By Chuck Mikolajczak via Yahoo Finance
NEW YORK, Oct 5 (Reuters) – The yield on the benchmark U.S. 10-year Treasury note climbed on Wednesday after two straight days of declines, as economic data failed to reinforce recent hopes the U.S. Federal Reserve might pivot to a less hawkish policy stance.
U.S. economic data over the past two days hinting the labor market and economy were slowing, as well as a surprise move by the Reserve Bank of Australia (RBA) to raise rates by a less-than-expected 25 basis points helped push the yield on the 10-year down nearly 19 basis points as hopes grew the Fed might start to be less aggressive in tightening policy.

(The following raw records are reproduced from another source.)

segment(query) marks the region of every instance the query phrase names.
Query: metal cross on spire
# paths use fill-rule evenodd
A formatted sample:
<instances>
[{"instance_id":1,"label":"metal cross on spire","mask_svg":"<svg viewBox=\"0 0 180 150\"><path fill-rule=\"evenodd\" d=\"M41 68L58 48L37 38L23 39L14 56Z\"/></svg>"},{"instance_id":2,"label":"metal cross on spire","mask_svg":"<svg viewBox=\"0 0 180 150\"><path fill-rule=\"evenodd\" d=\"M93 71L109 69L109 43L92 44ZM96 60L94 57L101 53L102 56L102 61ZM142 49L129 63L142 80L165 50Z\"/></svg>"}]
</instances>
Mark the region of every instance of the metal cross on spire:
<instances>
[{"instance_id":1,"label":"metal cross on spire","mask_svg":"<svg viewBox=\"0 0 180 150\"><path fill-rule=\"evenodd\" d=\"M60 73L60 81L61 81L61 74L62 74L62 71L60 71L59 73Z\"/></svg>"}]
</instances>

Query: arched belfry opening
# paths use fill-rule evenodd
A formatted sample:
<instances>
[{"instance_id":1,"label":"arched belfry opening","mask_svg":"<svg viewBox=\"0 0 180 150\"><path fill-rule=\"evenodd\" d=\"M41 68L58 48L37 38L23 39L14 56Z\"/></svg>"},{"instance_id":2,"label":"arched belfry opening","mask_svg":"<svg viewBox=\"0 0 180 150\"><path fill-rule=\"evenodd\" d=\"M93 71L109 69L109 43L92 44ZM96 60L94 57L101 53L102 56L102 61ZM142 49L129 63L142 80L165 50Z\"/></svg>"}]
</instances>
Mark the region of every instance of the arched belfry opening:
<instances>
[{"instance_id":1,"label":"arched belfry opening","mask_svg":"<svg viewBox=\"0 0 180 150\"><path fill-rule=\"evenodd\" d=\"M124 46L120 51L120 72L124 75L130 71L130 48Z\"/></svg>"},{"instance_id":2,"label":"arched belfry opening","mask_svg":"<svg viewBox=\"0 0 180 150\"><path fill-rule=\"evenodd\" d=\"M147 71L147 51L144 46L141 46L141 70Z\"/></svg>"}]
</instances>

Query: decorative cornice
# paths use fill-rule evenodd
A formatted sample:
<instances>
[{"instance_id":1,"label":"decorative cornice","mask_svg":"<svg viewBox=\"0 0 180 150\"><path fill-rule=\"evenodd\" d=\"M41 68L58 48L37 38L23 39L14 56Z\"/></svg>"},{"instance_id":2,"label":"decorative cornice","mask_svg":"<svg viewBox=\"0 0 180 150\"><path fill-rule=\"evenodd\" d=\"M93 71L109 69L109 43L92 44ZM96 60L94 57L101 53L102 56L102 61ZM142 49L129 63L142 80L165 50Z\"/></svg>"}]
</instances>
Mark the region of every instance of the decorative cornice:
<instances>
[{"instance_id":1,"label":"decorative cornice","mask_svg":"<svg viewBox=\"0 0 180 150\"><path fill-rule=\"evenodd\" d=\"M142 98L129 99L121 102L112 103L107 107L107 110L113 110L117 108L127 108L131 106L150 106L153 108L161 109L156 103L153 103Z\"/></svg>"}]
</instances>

The yield on 10-year Treasury notes was up 14.8 basis points to 3.765%.
But on Wednesday, the ADP National Employment report showed private employment rose by 208,000 in September, above the 200,000 estimate of economists polled by Reuters and the 185,000 for August that was revised higher.
In addition, the Institute for Supply Management (ISM) said its non-manufacturing PMI dipped to a reading on 56.7 last month from 56.9 in August, but was above the 56.0 estimate, while its employment gauge jumped up to 53 from 50.2 in the prior month.
“Everyone is praying for bad news, people were happy that there were a million fewer job openings, that is a bad sign,” said Bryce Doty, senior portfolio manager at Sit Fixed Income Advisors in Minneapolis.
“Investors are just white-knuckling it until the Fed kind of gets off their ‘drive the economy into doom’ kind of messaging.”
The yield on the 30-year Treasury bond was up 8.9 basis points to 3.776%.
Investors will get two more looks at the labor market this week in the form of weekly initial jobless claims and the September payrolls report, with soft data likely to be welcomed.
Taking a different path than the RBA, the Reserve Bank of New Zealand (RBNZ) on Wednesday raised rates by 50 basis points to a seven-year high and contemplated whether to hike by 75 basis points, helping to dent hopes for a Fed shift.
The Swiss National Bank is prepared to raise interest rates further to tackle inflation after its recent 75-basis-point hike, SNB Governing Board member Andrea Maechler said.
Despite the hopes for a change in the Fed view, Fed officials have been steadfast in recent comments that the central bank will to take aggressive measures in hiking interest rates to combat rising inflation even after three straight hikes of 75 basis points.
San Francisco Federal Reserve Bank President Mary Daly said on Wednesday that markets are working well and the central bank is “resolute” on raising rates to bring down inflation.
A closely watched part of the U.S. Treasury yield curve measuring the gap between yields on two- and 10-year Treasury notes, seen as a reliable indicator of an economic recession when inverted, was at -41.0 basis points up from -57.85 hit on September 22.
The two-year U.S. Treasury yield, which typically moves in step with interest rate expectations, was up 7.6 basis points at 4.173%.
The breakeven rate on five-year U.S. Treasury Inflation-Protected Securities (TIPS) was last at 2.316%, after closing at 2.34% on Tuesday.
The 10-year TIPS breakeven rate was last at 2.23%, indicating the market sees inflation averaging 2.2% a year for the next decade.